"Neymiş? 4-4-2 de olabilirmiş!"

"Neymiş? 4-4-2 de olabilirmiş!"

Milliyet gazetesi yazarı Atilla Gökçe, Bursaspor-Beşiktaş maçını değerlendirdi.

Ajans Beşiktaş - Milliyet gazetesinden Atilla Gökçe köşe yazısında şunları yazdı:

Yüksek gerilim ya da yüksek basınç... Ne derseniz deyin. İki takım da farklı nedenlerle aynı koşullar altında oynadılar.. Daha doğrusu oynayamadılar..

Bursaspor, farklı yenilgilerle hiç de beklemediği bir irtifa kaybına uğrayınca, peş peşe istifa eden- değişen hocalarla günü kurtarma telaşına düştü. Futbolcuların da taraftarların da aradığı fırsat Beşiktaş maçıydı. Timsah Arena’da daha dirençli, daha cesur, daha çok koşan, kontralarda gol arayan bir ev sahibi vardı. Lig liderliğinde 7 puanlık avantajında, en yakın rakibine 3, ezeli rakibine de 2 puan kaybeden Beşiktaş’ın elinde - avucunda iki puanlık küçük bir fark kalmıştı. Kredisi tükenmiş, kadrosu eksilmiş (Talisca), sinirleri bozuk bir konuktu Beşiktaş.

Evet, topa daha çok sahip oldular. Gol girişiminde, isabetli pasta, kornerlerde üstünlük konuk takımdan yanaydı. Ne var ki bu kaliteye rağmen, ilk yarıda aradıkları golü bulamadılar.

Karşılıklı sertliklerle geçen maçta Şenol Güneş, Talisca’ya bir vekil aramamış, Oğuzhan Özyakup’u klasik 10 numara olarak görevlendirmişti. Merkezden forvet arkasına geçen Oğuzhan, beklenen etkinliği gösteremedi. Çok koştu ama yaratıcı bir oyun kuramadı, kilitleri çözecek bir pas atamadı.
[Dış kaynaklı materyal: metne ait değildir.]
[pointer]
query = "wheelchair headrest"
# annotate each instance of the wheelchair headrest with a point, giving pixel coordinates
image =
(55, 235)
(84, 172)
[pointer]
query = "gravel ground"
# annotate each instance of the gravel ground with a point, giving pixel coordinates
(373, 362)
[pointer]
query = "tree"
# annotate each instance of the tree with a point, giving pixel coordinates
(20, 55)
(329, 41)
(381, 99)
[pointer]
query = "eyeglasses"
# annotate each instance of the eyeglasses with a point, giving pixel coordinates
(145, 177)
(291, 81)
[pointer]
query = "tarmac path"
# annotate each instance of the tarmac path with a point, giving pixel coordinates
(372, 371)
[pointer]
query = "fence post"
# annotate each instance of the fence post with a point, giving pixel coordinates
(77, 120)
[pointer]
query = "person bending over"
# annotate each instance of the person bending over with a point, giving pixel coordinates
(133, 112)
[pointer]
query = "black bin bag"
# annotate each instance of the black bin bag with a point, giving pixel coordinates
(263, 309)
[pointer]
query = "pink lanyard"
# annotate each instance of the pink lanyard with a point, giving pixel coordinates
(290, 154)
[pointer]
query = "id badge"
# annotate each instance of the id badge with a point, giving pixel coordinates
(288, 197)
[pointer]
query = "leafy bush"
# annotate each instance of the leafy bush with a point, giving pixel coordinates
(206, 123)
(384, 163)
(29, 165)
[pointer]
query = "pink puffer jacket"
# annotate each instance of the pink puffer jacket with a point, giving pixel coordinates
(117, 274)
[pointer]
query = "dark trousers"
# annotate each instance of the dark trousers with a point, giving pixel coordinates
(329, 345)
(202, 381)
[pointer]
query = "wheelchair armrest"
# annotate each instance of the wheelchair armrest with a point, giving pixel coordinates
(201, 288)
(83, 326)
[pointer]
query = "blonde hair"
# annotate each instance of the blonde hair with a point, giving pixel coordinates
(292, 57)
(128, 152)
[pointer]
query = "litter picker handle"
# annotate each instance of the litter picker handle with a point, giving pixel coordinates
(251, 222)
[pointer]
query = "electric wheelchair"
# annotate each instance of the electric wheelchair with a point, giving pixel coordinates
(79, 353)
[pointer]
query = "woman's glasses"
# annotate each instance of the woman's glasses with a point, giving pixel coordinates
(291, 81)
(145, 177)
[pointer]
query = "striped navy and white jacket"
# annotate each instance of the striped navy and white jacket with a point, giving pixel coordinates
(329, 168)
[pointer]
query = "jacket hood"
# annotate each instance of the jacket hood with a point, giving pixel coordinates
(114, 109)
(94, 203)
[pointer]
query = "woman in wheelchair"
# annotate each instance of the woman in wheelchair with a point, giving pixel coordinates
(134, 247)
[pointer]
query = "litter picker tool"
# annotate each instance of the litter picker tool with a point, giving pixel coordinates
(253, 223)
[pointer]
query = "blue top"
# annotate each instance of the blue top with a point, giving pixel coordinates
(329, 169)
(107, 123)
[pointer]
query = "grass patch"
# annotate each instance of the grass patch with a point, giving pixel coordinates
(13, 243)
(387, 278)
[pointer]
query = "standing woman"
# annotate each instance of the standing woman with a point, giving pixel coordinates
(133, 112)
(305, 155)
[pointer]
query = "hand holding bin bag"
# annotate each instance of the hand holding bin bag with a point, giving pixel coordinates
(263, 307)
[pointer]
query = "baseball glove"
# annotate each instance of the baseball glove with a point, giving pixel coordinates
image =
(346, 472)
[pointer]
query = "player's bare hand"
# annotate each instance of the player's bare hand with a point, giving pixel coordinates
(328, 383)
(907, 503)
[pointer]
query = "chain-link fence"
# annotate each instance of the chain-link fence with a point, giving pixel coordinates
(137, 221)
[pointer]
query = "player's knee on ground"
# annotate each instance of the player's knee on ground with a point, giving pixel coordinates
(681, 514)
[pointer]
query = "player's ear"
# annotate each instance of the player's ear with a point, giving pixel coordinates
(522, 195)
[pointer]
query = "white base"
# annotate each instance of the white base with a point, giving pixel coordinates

Beşiktaş kaçırdıkça Bursaspor’un baskısı ve cesareti arttı. İki mutlak gol pozisyonuna girdiler. Şenol Güneş’in hamlesi geldi sonra. Atiba’yı alıp sahaya Cenk Tosun’u süren Şenol Hoca, radikal biçimde 4-4-2’ye döndü. İki kanadın daha çok sorumluluk üstlendiği. Aboubakar ile Cenk Tosun’un birbirlerini eşleyerek oynaması, Beşiktaş’ı adeta canlandırdı. Tıkanık oyun birden akmaya başladı. Tolgay’ın merkezden çıkardığı harika bir topla buluşan Aboubakar, kendisinden beklenmedik biçimde harika bir ara pasıyla doğru koşu yapan Cenk Tosun’a akıl dolu bir asist yaptı. Önce çalım, sonra isabetli bir vuruş ve gol...

Merak ediyorum: Kim daha çok sevindi dün? Maçın başından beri gol umuduyla dokuz doğuran Beşiktaş taraftarları mı? Yoksa o golü atmak için haftalardır üzerindeki ölü toprağını savuran Cenk Tosun mu? Yanıt (c) şıkkı: İkisi de!

Bursaspor 65’deki golden sonra inanılmaz reaksiyon gösterdi. Maçı çevirmek için müthiş baskı kurdular. Başaramadılar. Beşiktaş’ın hem savunmada, hem de orta alanda dayanıklı ve akıllı bir oyun çıkardığını söyleyebiliriz. Dünkü Beşiktaş’ta, maçın tümüne baktığımız zaman, herkes görevini yaptı. Fabri, Gökhabn, Quaresma, Babel, Oğuzhan ve ille de Tolgay... Herkes eli böğründe beş dakikalık uzatmayı beklerken Aboubakar da Tolgay’ın asistiyle son imzayı attı.

Beşiktaş, koltuğa yeniden oturdu. Sonunda kimin sahipleneceği elbette belli değil. Ama yaşadığımız şu müthiş maceraya ve iki adayın kahramanlarına selam olsun! Bolca sarı kart... İtirazlar, bitmeyen sertlikler... Bülent Yıldırım soğukkanlılıkla yönetti maçı. Q7’nin Şamil’e hareketi kırmızılık. Sarı gösterdi ve Portekizli tarafından alkışlandı. Darılmaca yok. Orada kırmızı kart gerekiyordu.